Sales are an excellent time to grab things cheaper.

The sales begin: how to handle Boxing Day sales like a champ

It’s the day after Christmas, and you know what that means: the few people who slept outside stores to grab things in the sale riots will be featured on the evening news. If you’re not one of those people, great, because here are a few tips to help with the sales slog.

Go in with a purpose

Sales may well be a way of saving money, but so much of the time we’re going in without a reason, beyond that of “well, everything is cheaper, so obviously I’m going to find something I want.”

Unfortunately, that’s just not the case, and unless you go in with a purpose — a goal of finding something you want — you’re probably going to walk away with an unwanted product, something that gives you an initial burst of pleasure from finding something in the sales, but within weeks will be just another miscellaneous box taking up space in that growing mess you still don’t want to clean up.

If you want a new phone, go in knowing you’re looking for a new phone, thinking about the screen size and rough price you’d like to pay.

If you’re after a new digital camera, look up the cameras you’ve been eyeing and remember the features they have, comparing these to the products that have been slashed in price during the sales.

Whichever the product you’ve been eyeing, go in with that in mind, and don’t get swayed by the bargain bin just because it’s there, because there is probably a great reason why products are in the bargain bin.

Beware the bargain bin

There’s a reason they call a “bargain bin” what it is: sure, it might contain a bargain, but all too frequently, you find things in there that should have been binned a long time ago, and probably were labelled as bargains long before the Boxing Day sales ever began.

We’ve seen numerous gadgets that were well past their expiration date in these things, with cases for defunct phones, headphones that you’d be lucky to see work past a week, and video games that nobody ever wanted to play.

Often, the products in these bins of bargains were labelled “discounted” or “clearance” before the sales started, but during the hype of the end-of-year sales rush, you’ll see people grab everything they can just because it has a red mark, a slash through a price, or a hint that the product is on sale.

With some of these bins, you might get lucky, but you also might be falling for the trap of a store desperate to get rid of crap that it hasn’t been able to move all year.

And sure, you might find a bargain amidst this crap, but you might also end up with another crappy gift that you could’ve just left in the bin, saving yourself of some space at home, a frown, and getting yourself a coffee or an ice cream with the money instead.

Research, research, research

One common mistake found form sales is that people will buy any old thing just because the docket says you’re saving money.

That’s nuts.

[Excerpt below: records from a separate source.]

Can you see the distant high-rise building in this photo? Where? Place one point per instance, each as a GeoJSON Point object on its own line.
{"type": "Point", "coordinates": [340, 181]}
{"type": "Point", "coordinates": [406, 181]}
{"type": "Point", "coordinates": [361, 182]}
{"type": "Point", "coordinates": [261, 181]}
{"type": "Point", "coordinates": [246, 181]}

We review hundreds of products every year, and while many of them are good, some aren’t, and even if it came with a lower than average price tag, we still wouldn’t spend our hard earned dollars on the item.

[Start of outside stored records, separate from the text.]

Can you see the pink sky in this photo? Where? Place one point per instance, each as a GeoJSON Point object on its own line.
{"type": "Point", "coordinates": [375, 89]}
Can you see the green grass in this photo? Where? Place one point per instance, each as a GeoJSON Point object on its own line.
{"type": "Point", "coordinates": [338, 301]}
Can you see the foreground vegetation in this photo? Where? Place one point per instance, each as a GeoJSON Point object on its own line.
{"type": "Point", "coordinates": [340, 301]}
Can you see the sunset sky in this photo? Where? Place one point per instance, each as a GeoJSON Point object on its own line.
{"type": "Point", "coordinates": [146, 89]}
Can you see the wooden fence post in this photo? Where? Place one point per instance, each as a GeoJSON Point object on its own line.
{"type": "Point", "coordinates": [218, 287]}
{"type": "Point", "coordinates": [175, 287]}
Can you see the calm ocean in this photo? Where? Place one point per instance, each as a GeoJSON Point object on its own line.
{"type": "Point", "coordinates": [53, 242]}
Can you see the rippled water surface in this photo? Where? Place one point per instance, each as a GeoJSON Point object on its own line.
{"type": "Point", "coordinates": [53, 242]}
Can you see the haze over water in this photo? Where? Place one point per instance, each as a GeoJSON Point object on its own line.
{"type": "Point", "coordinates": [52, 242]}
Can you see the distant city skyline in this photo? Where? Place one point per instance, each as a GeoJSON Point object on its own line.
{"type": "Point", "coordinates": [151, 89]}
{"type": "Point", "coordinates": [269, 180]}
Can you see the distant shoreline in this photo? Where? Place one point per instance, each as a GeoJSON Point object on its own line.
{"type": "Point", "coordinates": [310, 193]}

Ultimately, just because something is cheap doesn’t mean you’re getting a bargain, so here’s what you can do: grab the item, keep it in your hands so no one can take it off you, and pull out your mobile phone to do a little mid-shop research.

Search on Google for the product’s name and the word “review”, and find out what reviewers like us — possibly us, depending on the results you get — are actually saying about the product.

If the scores are good, go nuts. Grab that gadget and run for the cashier, scoring yourself a bargain. If not, put the product down and save your cash for something else, preferably a product that isn’t trash.